Pertenezco desde hace décadas a una institución que del lema “ciencia, justicia, trabajo” hace una de sus principales referencias. Me permito incluir el arte. Obviamente, no cualquier arte. Lo que se llama “arte verdadero”. O sea: el arte que no encubre la verdad, sino que la descubre. Para mí, al menos, el caso paradigmático es el Guernica de Picasso. Es un cuadro que alude al devastador bombardeo ocurrido en 1937. Fascismo en estado puro. Por eso Enrique Pinti cantaba “quedan los artistas”.

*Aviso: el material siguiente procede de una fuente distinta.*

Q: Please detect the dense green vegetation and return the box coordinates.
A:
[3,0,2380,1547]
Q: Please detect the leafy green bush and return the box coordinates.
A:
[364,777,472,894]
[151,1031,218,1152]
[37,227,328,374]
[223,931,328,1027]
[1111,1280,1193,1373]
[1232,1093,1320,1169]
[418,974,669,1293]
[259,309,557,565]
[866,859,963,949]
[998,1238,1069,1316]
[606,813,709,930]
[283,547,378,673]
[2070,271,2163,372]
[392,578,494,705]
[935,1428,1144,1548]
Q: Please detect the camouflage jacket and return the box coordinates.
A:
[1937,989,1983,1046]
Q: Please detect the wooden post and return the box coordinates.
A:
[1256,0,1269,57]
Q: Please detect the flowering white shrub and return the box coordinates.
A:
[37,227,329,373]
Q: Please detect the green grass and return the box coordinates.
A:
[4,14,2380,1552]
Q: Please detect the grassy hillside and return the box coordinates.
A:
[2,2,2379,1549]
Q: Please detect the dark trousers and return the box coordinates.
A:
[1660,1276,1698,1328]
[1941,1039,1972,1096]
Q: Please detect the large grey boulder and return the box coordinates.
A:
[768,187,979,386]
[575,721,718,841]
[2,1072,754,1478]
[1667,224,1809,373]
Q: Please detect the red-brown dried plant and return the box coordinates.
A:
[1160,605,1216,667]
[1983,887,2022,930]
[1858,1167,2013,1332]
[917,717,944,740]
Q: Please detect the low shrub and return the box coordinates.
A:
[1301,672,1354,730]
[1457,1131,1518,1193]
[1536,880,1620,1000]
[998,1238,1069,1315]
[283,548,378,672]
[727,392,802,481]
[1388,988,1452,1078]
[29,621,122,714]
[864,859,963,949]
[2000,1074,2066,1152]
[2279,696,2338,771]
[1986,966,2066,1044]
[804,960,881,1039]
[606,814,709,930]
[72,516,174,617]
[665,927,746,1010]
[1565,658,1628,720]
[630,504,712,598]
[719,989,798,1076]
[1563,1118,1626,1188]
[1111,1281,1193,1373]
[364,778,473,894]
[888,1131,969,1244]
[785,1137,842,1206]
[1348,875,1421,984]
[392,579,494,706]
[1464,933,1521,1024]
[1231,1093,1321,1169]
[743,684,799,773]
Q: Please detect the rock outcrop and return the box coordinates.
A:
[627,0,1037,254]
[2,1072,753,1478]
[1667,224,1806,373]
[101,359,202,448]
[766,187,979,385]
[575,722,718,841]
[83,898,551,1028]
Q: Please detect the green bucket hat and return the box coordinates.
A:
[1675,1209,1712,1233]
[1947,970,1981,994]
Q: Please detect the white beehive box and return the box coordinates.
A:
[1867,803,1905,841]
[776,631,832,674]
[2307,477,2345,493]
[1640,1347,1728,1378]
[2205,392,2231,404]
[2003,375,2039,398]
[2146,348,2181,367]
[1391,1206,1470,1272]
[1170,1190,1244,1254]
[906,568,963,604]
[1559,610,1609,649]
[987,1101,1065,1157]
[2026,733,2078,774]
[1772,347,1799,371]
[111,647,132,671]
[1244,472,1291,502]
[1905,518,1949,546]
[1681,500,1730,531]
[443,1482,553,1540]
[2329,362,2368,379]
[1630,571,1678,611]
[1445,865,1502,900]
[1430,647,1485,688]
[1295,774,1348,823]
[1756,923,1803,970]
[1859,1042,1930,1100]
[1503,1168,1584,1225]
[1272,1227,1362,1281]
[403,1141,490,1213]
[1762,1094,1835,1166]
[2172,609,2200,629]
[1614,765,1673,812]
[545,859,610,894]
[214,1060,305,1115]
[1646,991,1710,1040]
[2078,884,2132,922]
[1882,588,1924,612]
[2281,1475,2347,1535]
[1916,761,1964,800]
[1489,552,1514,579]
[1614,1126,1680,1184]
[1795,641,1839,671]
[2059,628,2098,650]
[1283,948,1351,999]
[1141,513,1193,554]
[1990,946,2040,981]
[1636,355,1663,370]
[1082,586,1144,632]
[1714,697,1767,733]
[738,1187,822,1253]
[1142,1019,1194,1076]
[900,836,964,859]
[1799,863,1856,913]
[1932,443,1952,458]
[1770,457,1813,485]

Sin embargo, prefiero hablar de lo artístico que a todos nos habita. Charles Chaplin estrenó en 1921 “El Pibe” (The Kid). En 1987 se funda el Movimiento Nacional Chicos del Pueblo. Fue impulsado por referentes sociales como Alberto Morlachetti (de la obra Pelota de Trapo) y el padre Carlos Cajade (del Hogar de la Madre Tres Veces Admirable). Creo que un referente social es muchas cosas, pero también es un artista verdadero. Alberto, al que conocí tardía pero profundamente, era también un artista. Los artistas verdaderos descubren la realidad, embellecen una vida que no es bella, y logran que las trasformaciones sean posibles y alegres. “Una revolución sin baile no vale la pena” dice V a Evey, en esa obra cumbre del arte y la política que es V de Venganza.

Yo sé que todo esto se sabe. No soy un artista, pero debo decir que solamente me conmueve lo artístico. Desde Shakespeare hasta Vicente Zito Lema. Y como toda enumeración es injusta, y para injusticias ya tenemos bastante, suspendo sine die la enumeración.
Pero no suspendo la línea del tiempo que va desde 1921 a 1987 y une a Charles Chaplin con Alberto Morlachetti y el movimiento Chicos del Pueblo. Los chicos como sujetos políticos, en un momento donde la política es pisoteada por los adultos que supuestamente venían a rescatarla.
¿Quién nos rescata de estos rescatistas? El arte verdadero de El Pibe y los Chicos del Pueblo.